What is Platelet-Rich Fibrin (PRF)?
Platelet-rich fibrin (PRF) is a fibrin meshwork, in which platelet cytokines, growth factors, and cells are entrapped and discharged after a period and serve as a resorbable film. PRF is made from the patient’s own blood and is widely used in oral surgery. Platelets and fibrin are components of blood which form bio-active clots to promote healing. PRF accelerates the healing process, decreases surgical pain and swelling for dental implants and tooth removal.
How do you get Platelet-Rich Fibrin (PRF)?
The PRF process is very easy. From the IV sedation line, blood will be drawn. A small amount of blood from your arm will be collected. It is then spun in a centrifuge to separate the blood components. At the top of the vial is a yellowish fluid called plasma. The bottom of the vial holds a thick, viscous “slug” made up of fibrin and red blood cells. The “slug” is removed from the vial and placed onto a metal container and compressed. The turns the fibrin into a membrane.
PRF in Simple Terms.
PRF treatment is essentially a super blood clot that helps patients heal faster with less pain and reduces post op bleeding time. PRF dramatically lowers the risk of dry socket. Since patients already will have IV sedation, Dr. Ragsdale will already have access to collecting a small amount of their blood to create the PRF plug. Before Dr. Ragsdale extracts the patient’s wisdom teeth, the patient’s blood will be drawn (about the same amount needed for a normal blood sample) and spun in a centrifuge to create the PRF plugs. Once the procedure is over the PRF plugs are placed into the lower third molar extraction sites.
Spinning the blood at a high speed separates the plasma/PRF (useful for healing) from the red blood cells (not useful). The plasma/PRF is rich in not only platelets, but other healing proteins and growth factors that stimulate the body’s natural healing abilities. It has been used in a wide variety of dental and medical procedures for years, and it’s especially helpful when it comes to oral surgery.

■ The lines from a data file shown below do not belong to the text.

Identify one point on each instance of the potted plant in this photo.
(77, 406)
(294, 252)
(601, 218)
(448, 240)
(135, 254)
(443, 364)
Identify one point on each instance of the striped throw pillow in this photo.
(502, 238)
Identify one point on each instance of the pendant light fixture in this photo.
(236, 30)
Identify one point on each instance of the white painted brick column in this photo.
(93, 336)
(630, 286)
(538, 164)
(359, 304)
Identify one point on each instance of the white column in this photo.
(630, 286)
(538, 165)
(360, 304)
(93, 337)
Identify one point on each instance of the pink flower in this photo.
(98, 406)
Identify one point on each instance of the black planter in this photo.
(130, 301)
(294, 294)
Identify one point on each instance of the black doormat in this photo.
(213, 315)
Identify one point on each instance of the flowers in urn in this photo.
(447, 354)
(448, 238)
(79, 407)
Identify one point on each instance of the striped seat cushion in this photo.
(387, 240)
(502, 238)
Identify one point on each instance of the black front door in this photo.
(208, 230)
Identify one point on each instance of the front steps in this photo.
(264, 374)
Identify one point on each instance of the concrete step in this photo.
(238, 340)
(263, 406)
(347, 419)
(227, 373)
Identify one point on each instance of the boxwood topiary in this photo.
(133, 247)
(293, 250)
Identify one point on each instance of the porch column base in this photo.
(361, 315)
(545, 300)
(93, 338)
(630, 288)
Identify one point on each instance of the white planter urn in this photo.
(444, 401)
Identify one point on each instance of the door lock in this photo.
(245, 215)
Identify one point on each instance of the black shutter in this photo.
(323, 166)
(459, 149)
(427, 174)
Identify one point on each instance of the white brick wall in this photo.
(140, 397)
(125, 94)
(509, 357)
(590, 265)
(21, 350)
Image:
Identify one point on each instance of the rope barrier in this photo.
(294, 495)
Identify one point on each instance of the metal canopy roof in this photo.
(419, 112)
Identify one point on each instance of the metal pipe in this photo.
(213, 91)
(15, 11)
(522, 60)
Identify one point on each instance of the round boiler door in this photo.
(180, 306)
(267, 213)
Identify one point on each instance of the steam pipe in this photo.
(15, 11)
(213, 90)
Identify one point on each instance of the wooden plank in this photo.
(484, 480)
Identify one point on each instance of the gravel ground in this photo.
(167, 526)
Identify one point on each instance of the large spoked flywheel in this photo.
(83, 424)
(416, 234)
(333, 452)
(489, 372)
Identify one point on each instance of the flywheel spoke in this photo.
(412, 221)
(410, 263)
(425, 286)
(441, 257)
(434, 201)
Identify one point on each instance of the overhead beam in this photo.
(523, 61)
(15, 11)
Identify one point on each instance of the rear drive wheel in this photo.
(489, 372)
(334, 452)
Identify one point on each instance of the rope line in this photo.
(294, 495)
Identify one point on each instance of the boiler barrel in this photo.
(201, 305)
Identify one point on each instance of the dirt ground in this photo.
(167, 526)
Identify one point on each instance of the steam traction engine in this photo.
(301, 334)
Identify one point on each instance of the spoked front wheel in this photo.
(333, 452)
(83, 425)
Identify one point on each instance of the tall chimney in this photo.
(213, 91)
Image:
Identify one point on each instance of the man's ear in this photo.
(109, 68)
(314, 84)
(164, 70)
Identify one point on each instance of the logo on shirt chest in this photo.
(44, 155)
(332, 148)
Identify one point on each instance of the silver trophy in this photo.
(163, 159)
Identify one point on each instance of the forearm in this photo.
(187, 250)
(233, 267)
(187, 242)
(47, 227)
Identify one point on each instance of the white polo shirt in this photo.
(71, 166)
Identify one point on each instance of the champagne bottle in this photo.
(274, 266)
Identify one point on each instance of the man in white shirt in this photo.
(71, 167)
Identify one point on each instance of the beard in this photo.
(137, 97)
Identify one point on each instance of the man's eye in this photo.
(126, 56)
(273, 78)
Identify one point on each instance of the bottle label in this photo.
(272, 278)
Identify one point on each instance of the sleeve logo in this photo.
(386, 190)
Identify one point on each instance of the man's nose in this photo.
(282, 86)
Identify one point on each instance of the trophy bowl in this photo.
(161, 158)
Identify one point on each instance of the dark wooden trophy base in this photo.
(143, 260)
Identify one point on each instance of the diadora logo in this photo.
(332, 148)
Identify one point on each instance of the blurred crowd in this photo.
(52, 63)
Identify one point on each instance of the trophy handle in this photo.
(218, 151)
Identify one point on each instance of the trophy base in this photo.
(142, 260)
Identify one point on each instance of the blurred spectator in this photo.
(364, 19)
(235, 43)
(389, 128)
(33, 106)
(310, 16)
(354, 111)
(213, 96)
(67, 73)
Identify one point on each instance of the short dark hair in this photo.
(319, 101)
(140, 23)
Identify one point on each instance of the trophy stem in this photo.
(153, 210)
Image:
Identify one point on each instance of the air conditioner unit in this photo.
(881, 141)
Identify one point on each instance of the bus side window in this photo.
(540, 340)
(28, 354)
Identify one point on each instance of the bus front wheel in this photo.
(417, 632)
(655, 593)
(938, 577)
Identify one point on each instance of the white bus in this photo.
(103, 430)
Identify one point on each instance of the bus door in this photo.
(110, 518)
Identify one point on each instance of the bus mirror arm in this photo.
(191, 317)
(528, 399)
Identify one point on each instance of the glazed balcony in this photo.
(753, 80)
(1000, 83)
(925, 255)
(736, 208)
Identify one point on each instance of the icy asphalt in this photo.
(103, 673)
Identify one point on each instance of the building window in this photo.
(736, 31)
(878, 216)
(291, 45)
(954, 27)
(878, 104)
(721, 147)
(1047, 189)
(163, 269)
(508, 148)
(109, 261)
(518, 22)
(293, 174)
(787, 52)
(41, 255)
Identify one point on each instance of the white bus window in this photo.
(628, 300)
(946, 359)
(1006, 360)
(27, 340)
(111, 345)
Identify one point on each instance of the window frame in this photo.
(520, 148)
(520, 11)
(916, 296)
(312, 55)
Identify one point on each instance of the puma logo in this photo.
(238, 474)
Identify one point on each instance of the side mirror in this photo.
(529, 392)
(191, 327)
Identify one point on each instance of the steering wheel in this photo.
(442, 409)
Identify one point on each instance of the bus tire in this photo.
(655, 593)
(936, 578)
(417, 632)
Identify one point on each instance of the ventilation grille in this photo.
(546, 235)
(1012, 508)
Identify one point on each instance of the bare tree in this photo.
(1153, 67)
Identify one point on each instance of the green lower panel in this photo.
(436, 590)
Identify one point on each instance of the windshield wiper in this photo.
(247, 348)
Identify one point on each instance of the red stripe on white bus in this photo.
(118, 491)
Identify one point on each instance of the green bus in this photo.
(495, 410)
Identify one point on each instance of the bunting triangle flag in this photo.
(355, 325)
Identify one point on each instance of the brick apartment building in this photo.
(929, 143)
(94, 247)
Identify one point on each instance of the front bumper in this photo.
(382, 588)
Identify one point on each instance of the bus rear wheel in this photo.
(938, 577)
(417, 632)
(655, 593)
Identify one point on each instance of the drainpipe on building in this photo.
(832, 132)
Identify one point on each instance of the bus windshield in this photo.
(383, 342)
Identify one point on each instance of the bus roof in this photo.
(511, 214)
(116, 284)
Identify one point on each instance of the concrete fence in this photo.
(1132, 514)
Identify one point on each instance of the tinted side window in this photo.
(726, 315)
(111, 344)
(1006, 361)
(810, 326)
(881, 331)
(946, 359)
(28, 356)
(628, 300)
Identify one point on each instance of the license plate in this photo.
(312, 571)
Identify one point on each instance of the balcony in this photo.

Why should you receive PRF?
Alveolar osteitis (dry socket) and reduced bone regeneration (often adjacent to the second molar) are two complications following third molar extractions which can be addressed by PRF treatment. Smokers, patients older than thirty, and diabetic patients are more prone to develop these complications. However, ALL patients benefit from PRF treatment in third molar extraction sites by having a speedier recovery and less discomfort overall.
The destruction of the blood clot in the third molar extraction site by alveolar osteitis causes bone reduction due to the absence of platelet growth factors and cell adhesion molecules (fibrin, fibronectin, vitronectin) needed for osteoconduction and bone regeneration via the socket’s bony walls. Administering PRF can help compensate for the loss of the blood clot by reducing the incidence of dry socket occurring and by increasing final bone height.
PRF use can also help to eliminate the periodontal defect adjacent to the second molar and to increase the final bone height as well.
PRF can obstruct bacteria that causes alveolar osteitis due to PRF’s acidic pH, concentrated leukocytes, and creation of an oxygen rich environment through increased vascularization (macrophages and neutrophils).
Benefits of Platelet-Rich Fibrin (PRF)
- Less Pain after Dental Surgery
- Facilitates faster healing of tooth extraction sites
- Decreased swelling
- Greatly reduces the chance of painful dry socket after tooth extractions
- Improved bone grafting success
- Increased early blood supply to Tooth Extraction Socket
- Heals soft tissue margins by joining them
- For its antibacterial properties (helps to prevent infections)
- It is prepared simultaneously while performing other surgery. Thus, it does not consume extra time.
- It can be acquired easily and uses the patient’s own blood and healing factors.
- Safe with no published instances of risk of infections, the transmission of diseases like hepatitis and HIV, reactions or unfavorable effects.